Patricia Sterling, a 64-year-old cousin of Till, filed a federal lawsuit Tuesday against the current Leflore County sheriff, Ricky Banks, seeking to compel Banks to serve the warrant on Carolyn Bryant, who has remarried and is named Carolyn Bryant Donham.
"We are using the available means at our disposal to try to achieve justice on behalf of the Till family," Sterling's attorney Trent Walker told The Associated Press on Friday.
AP called Banks on Friday and left a message requesting a comment. While he did not respond, court records reveal that the lawsuit had not been served by Friday.
Bryant had claimed Till had flirted with her in a store she was employed at and touched her on the arm, hand, and waist. A cousin of Till who was there said Till whistled at Bryant, an act that flew in the face of Mississippi's racist social codes of the era.

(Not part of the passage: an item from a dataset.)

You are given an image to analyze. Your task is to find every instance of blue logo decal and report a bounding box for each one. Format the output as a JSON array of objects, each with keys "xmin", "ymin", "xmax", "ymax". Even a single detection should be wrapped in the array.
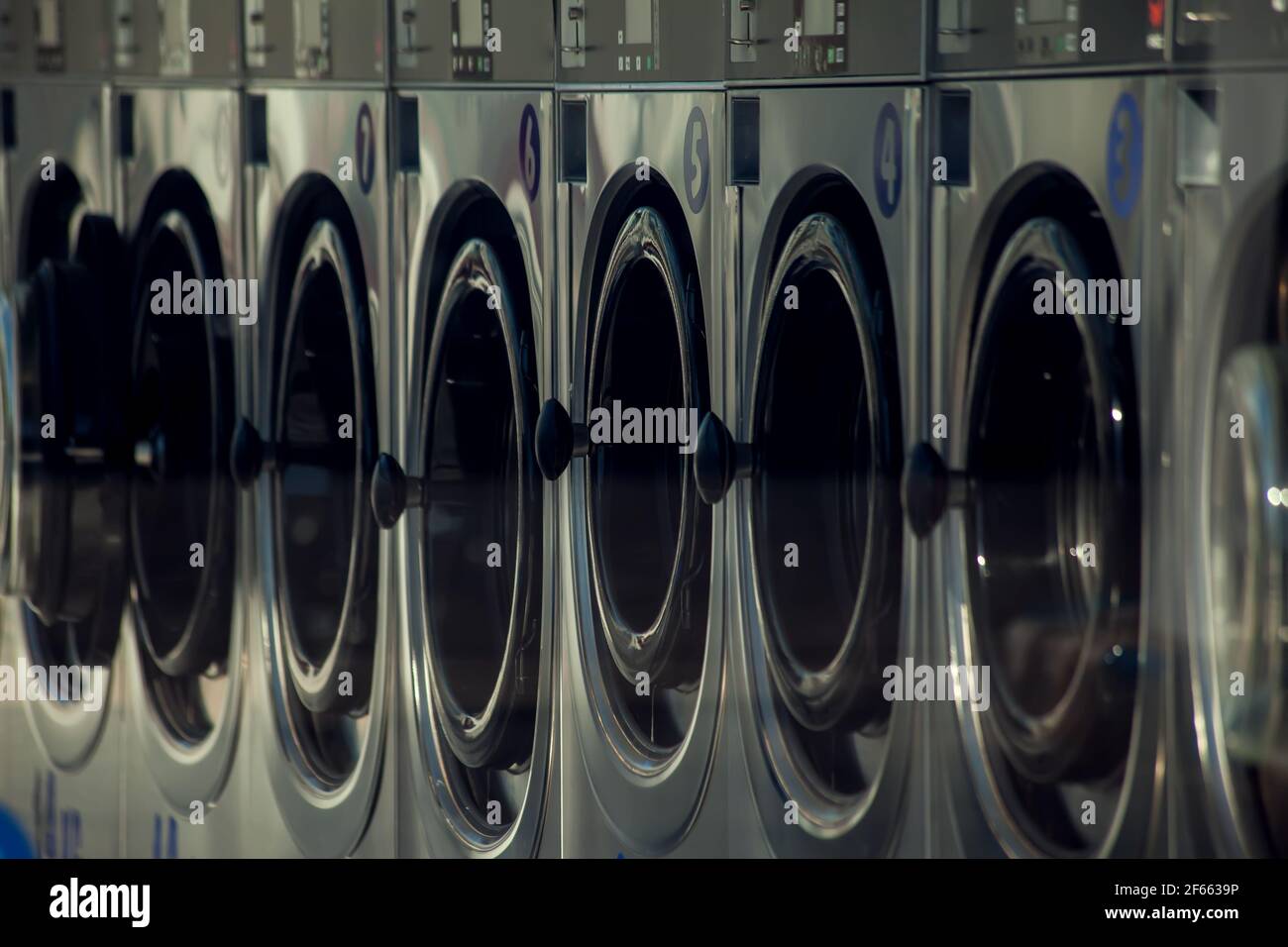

Evidence shows that a woman, probably Donham, identified Till to the men who later murdered him. The arrest warrant against her was publicized in 1955, but the Leflore County sheriff at the time told reporters he did not want to "bother" Donham because she was raising two young children.
Weeks after Till's body was found in a river, Donham's husband Roy Bryant and his half-brother J.W. Milam were tried for murder and acquitted by an all-white jury. Months later, both men confessed in a paid interview with Look magazine.
Now in her late 80s, Donham has not made any public comments on calls for her prosecution.
In December 2021, the US Justice Department announced the ending of its latest investigation into the lynching of Till, and no charges were brought against anyone.
After researchers found the arrest warrant last June, no new evidence was found to try to pursue a criminal case against Donham, according to the office of Mississippi Attorney General Lynn Fitch. In August, a district attorney said a Leflore County grand jury had rejected to charge Donham.
On Friday, the attorney for Till's cousin said that the South has a long history of violence cases that were only brought to justice decades later, "But for Carolyn Bryant falsely claiming to her husband that Emmett Till assaulted her Emmett would not have been murdered," Sterling's lawsuit says.
"It was Carolyn Bryant's lie that sent Roy Bryant and J.W. Milam into a rage, which resulted in the mutilation of Emmett Till's body into (an) unrecognizable condition."